Was ist die Aufgabe virologischer Diagnostik?

Die virologische Untersuchung dient dem Nachweis virologischer Krankheitserreger aus Untersuchungsmaterial. Ausgangsmaterial können Gewebeproben aus der Sektion, Abstriche oder Tupferproben, Körpersekrete, Bioptate oder Blutproben sein.
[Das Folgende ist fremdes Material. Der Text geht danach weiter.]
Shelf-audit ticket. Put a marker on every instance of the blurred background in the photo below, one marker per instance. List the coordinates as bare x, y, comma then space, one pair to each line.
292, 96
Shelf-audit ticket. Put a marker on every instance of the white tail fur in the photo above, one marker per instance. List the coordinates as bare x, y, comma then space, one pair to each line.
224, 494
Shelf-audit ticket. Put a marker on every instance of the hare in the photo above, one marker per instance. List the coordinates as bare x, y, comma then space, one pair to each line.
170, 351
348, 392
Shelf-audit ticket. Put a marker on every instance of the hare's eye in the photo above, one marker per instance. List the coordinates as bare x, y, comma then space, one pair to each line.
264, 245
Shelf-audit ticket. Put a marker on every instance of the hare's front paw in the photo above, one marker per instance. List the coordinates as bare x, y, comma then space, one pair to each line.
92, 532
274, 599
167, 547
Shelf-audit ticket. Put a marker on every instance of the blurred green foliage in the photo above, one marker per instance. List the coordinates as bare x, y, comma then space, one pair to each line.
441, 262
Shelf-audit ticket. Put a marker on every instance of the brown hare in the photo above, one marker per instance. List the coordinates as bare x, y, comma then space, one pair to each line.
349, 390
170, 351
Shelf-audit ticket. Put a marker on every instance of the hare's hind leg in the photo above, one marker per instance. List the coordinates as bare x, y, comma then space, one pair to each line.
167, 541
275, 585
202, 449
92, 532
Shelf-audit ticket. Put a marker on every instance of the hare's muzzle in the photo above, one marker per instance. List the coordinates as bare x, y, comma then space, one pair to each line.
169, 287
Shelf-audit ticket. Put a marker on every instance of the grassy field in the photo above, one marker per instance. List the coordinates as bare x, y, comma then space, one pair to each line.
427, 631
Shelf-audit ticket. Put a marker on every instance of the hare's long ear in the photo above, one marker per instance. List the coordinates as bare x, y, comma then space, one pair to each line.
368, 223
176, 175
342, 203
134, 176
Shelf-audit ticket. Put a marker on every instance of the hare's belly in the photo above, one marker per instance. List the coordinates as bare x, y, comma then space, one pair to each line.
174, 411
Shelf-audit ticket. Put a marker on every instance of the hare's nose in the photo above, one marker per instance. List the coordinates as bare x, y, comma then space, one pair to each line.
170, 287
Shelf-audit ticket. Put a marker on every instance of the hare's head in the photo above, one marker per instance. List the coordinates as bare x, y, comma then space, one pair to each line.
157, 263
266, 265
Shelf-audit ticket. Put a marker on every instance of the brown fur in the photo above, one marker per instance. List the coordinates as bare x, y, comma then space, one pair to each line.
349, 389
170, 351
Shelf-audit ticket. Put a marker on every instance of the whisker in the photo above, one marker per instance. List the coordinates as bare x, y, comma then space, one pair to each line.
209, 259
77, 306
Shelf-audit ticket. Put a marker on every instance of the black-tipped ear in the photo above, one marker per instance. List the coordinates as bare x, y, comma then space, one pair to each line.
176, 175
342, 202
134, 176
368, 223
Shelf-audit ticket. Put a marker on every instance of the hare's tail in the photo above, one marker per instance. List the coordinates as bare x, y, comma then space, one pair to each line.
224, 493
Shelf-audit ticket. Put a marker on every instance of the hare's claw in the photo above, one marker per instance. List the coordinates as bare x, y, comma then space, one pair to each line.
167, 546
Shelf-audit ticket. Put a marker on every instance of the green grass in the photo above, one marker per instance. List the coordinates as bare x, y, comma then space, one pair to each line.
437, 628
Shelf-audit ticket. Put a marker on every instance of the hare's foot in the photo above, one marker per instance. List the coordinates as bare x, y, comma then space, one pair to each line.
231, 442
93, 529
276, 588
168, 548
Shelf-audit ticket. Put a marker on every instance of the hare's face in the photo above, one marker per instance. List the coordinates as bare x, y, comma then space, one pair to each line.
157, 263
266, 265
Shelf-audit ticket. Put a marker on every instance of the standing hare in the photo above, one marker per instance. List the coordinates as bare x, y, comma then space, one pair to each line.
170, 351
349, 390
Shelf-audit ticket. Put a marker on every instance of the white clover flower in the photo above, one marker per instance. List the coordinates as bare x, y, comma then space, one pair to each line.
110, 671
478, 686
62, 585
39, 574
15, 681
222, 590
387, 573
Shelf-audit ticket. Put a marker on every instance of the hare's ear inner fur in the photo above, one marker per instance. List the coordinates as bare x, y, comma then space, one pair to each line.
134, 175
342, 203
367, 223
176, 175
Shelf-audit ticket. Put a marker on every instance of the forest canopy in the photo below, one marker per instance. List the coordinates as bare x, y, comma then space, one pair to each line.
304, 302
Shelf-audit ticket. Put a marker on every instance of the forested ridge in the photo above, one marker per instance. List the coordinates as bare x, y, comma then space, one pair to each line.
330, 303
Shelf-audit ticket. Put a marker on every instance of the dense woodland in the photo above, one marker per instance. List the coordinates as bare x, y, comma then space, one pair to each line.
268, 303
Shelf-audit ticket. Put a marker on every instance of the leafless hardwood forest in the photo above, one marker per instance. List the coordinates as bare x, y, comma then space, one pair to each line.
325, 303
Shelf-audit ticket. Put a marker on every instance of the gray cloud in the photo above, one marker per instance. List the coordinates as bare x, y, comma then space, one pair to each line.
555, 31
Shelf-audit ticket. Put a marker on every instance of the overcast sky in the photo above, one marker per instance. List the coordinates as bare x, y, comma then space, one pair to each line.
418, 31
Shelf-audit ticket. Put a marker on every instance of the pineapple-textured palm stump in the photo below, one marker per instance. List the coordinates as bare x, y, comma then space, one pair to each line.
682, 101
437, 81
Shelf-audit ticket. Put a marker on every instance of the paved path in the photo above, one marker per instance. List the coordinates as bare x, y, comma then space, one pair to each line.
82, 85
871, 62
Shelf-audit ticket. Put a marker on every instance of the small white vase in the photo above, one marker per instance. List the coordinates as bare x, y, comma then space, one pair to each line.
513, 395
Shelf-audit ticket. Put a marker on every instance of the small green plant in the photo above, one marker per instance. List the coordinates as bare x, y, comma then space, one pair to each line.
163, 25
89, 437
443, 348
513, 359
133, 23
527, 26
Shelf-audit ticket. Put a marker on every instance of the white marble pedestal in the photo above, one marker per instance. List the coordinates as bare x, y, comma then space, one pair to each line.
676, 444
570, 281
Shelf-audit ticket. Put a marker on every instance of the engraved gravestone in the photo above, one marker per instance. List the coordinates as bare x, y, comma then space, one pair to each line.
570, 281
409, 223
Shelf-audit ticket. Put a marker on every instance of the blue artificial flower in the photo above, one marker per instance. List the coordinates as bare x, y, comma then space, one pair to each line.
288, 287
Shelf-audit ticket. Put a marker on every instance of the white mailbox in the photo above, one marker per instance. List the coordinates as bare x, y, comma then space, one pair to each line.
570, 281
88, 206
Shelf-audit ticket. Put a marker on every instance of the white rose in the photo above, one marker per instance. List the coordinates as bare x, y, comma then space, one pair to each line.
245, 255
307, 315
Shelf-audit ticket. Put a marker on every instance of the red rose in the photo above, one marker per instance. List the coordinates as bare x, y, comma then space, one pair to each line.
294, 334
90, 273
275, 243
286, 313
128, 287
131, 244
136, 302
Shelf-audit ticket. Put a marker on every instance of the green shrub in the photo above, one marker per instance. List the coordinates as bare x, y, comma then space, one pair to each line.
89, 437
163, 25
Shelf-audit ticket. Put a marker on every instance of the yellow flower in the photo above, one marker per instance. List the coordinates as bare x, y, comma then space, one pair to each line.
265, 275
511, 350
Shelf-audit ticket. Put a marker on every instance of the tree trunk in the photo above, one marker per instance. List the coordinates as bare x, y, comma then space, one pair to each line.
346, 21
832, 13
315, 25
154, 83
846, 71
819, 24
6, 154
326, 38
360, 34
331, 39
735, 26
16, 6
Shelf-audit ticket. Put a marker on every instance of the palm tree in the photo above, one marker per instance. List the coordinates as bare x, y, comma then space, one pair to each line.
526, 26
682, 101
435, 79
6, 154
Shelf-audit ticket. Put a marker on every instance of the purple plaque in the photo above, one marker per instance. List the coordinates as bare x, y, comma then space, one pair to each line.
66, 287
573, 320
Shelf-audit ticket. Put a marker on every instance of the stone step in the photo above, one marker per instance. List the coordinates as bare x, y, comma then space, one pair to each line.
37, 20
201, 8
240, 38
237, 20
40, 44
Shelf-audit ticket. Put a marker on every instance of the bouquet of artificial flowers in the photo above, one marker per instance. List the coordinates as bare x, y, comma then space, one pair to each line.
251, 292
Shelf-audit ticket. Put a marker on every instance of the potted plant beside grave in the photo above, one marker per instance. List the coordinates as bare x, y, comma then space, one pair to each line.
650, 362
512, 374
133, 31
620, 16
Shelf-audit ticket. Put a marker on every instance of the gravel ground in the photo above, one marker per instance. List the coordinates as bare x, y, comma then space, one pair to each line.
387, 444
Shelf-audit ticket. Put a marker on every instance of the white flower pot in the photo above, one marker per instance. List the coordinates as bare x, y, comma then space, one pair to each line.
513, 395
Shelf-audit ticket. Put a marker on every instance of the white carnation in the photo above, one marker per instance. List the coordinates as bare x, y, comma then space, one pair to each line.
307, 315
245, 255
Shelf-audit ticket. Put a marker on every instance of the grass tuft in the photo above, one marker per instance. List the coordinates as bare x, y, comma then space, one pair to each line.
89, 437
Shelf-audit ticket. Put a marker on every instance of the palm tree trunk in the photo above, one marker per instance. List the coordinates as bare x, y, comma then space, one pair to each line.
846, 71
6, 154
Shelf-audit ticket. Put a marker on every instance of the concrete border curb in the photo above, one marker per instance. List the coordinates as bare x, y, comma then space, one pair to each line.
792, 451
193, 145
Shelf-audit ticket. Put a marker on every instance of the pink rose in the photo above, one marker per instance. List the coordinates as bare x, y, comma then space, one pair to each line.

Entscheidende Rollen für den erfolgreichen Virusnachweis spielen neben der Wahl des geeigneten Untersuchungsmaterials die Transportzeit und die Transportbedingungen zum Labor. Proben für die Virusanzüchtung sollten möglichst gekühlt und auf schnellstem Wege zur Untersuchung gelangen.

Wie erfolgt die virologische Untersuchung?

Direkter Erregernachweis

Virusanzüchtung

Die Anzüchtung (Vermehrung) von Viren ist nur mithilfe lebender Zellen möglich. Dafür stehen im Labor verschiedene Zelllinien zur Verfügung, die je nach Fragestellung, für die Virusanzüchtung verwendet werden. Bestimmte Viren, z.B. Influenza-A-Viren, lassen sich auch mithilfe der Eikultur in embryonierten Hühnereiern vermehren. Die Virusanzüchtung ist mit einer relativ langen Untersuchungszeit von ein bis zwei Wochen verbunden.

Nachweis viraler Antigene

Virale Antigene (Proteine) können durch den Einsatz von mono- und polyklonalen Antikörpern nachgewiesen werden, die spezifisch für ein bestimmtes Virus sind. Aufgrund der hohen Spezifität der Antigen-Antikörper-Bindung spielt dieses Prinzip bei vielen Testsystemen zum Nachweis von Viren eine Rolle (z.B. zum Nachweis des Tollwutvirus mithilfe des Immunfluoreszenztests).

Nachweis viraler Nukleinsäure

Das Erbgut von Viren (DNA oder RNA) kann aus infizierten Zellen isoliert und mithilfe molekularbiologischer Methoden nachgewiesen werden. Unter Anwendung der PCR (Polymerasekettenreaktion) können geringste Mengen von Virusnukleinsäuren direkt im Untersuchungsmaterial nachgewiesen werden. Aufgrund der hohen Sensitivität dieser Methode kann das Untersuchungsmaterial aus mehreren Proben gepoolt untersucht werden. Dadurch eignet sich die PCR auch für die Untersuchung von hohen Probenzahlen, z.B. während eines Tierseuchenausbruchs.

Indirekter Erregernachweis

Der indirekte Erregernachweis erfolgt durch den Nachweis von Antikörpern, die von einem infizierten Organismus als Immunantwort auf den Erreger gebildet werden.

Wie sind virologische Befunde in Hinblick auf Behandlungs- und Vorbeugemaßnahmen zu interpretieren?

Behandlungs- und Vorsorgemaßnahmen in einem Bestand sollten immer mit dem betreuenden Tierarzt abgestimmt werden.